Dad smiled. “Well, welcome to your first day in Heaven, son!”
“What happens now?” I replied.
“Well, we’ll have a nice cup of tea, then we’ll have a look at the news, then we’ll have a game of cards. We usually play bridge. Can you play?”
“I’m a bit rusty.”
So, the days passed. ‘In spirit,’ we didn’t need to eat or drink, or sleep even, but to make ‘life’ more interesting, we drank endless cups of tea. It wasn’t really much different from being alive on Earth, save for paying bills and worrying about who to vote for.
The ‘news’ was shown on televisions resembling those of the 1960s, a black and white picture with sporadic fuzziness. Endless reports of families welcoming ‘loved ones’, who just ‘passed over.’ Soon it became mind-numbingly boring.
“Don’t they have colour TV?” I asked Dad.
“No, you have to wait to the next level,” he said knowingly, tapping his nose. “Come on, let’s play bridge!”
We found an empty table in a corner of the room, and me, Dad, Auntie Irene and Maurice, someone whom Dad had befriended as he seemed to have no relatives of his own, sat down to play.
Dad took a pack of cards from a box. They were gold leafed on the back with a design of stars and planets. He started to deal.
“Is Jesus here?” I asked the table in general.
“Who?” Auntie Irene responded.
“You know, the Saviour, the son of God!”
“Oh, I dunno, maybe higher up.” She shrugged her shoulders.
Hmm, ‘Heaven’ was a bit different to what I’d expected!
We’d played a couple of hands when I became aware of a brilliant light behind me, which lit up my Dad’s curiously unlined face opposite me. I turned, shielding my eyes, and saw a towering angel with huge white wings. It seemed to be female, judging by the beautiful face and suggestion of breasts under the luminescent blue cloth. She approached a man, sitting at a table and reading a newspaper, and touched him on the shoulder. He stood up, an instant celebrity, bathed in the brilliant golden light emanating from the angel, and, grinning inanely, smugly followed her out of the room.
“Is he going to the ‘next level’?” I said.
“That’s right son. Lucky sod!”
“Well, how long do we have to stay here, at this level?” I asked.
“Well, it depends,” said Dad, “they have to wait for suitable, er, recipients for new souls, then we reincarnate. So, there’s a bit of a queue.”
“What, six weeks, something like that?” I said.
The table erupted with laughter. Card players at adjacent tables looked around.
“No, son.” Dad wiped his eyes, trying to contain his mirth. “It could be five years, it could be fifty, maybe even a hundred.”
“What, you mean I’ve got to sit here playing bridge for the next hundred years!”
Dad smiled reassuringly and shook his head. “No son, we can always play rummy.”
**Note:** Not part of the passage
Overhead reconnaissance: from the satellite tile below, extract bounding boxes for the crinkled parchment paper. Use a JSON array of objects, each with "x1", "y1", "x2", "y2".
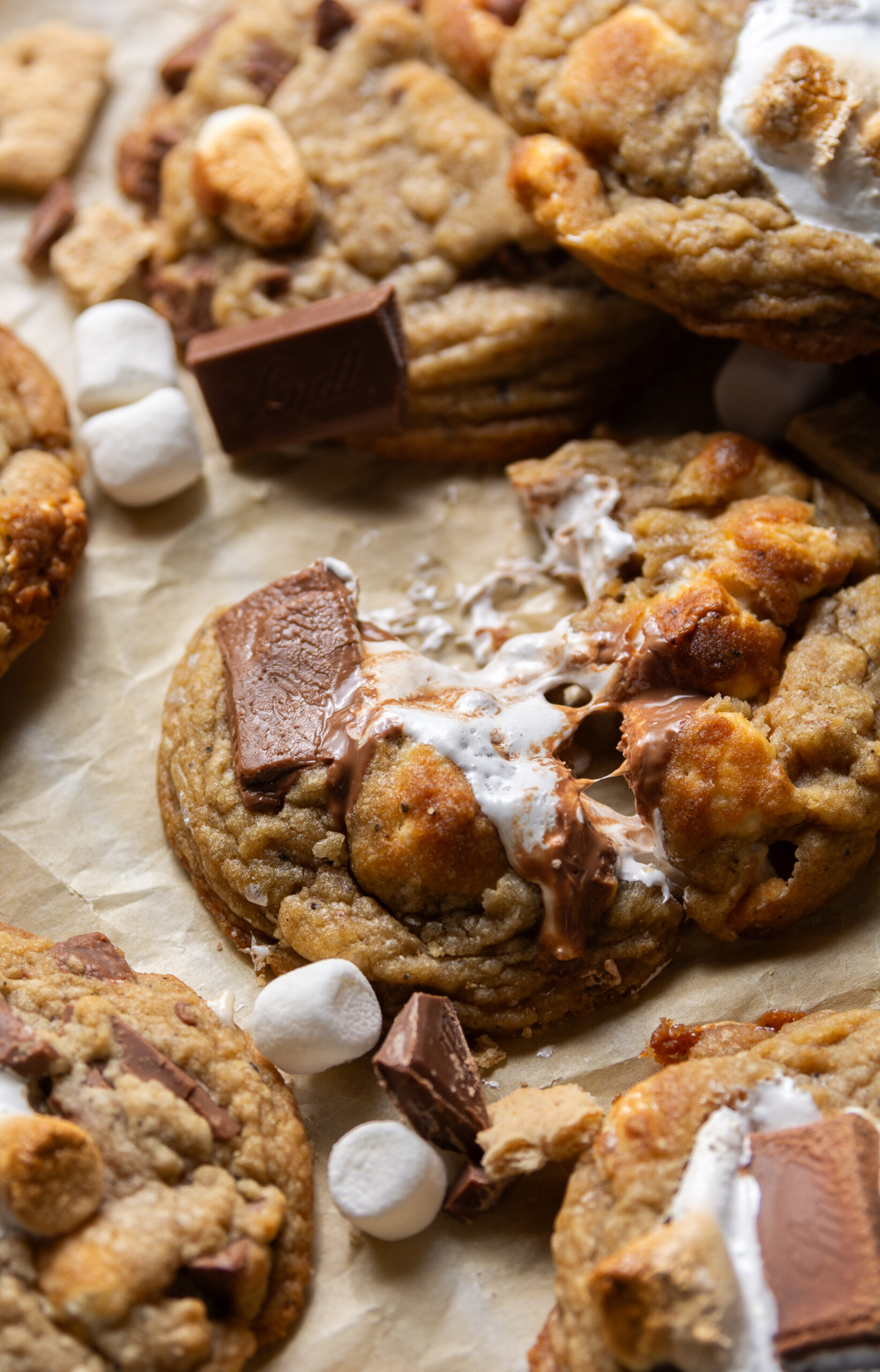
[{"x1": 0, "y1": 0, "x2": 880, "y2": 1372}]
Featured in the book, To Cut a Short Story Short: 111 Little Stories


  • Please consider making a small donation to help towards the running costs of this site. It would be greatly appreciated.
  • Don’t forget to check out some other stories on this blog. There are over 450!
  • To purchase the stories on To Cut a Short Story Short up to December 2021 in paperback, Kindle, eBook, and audio-book form, and for news on new titles, please see Shop.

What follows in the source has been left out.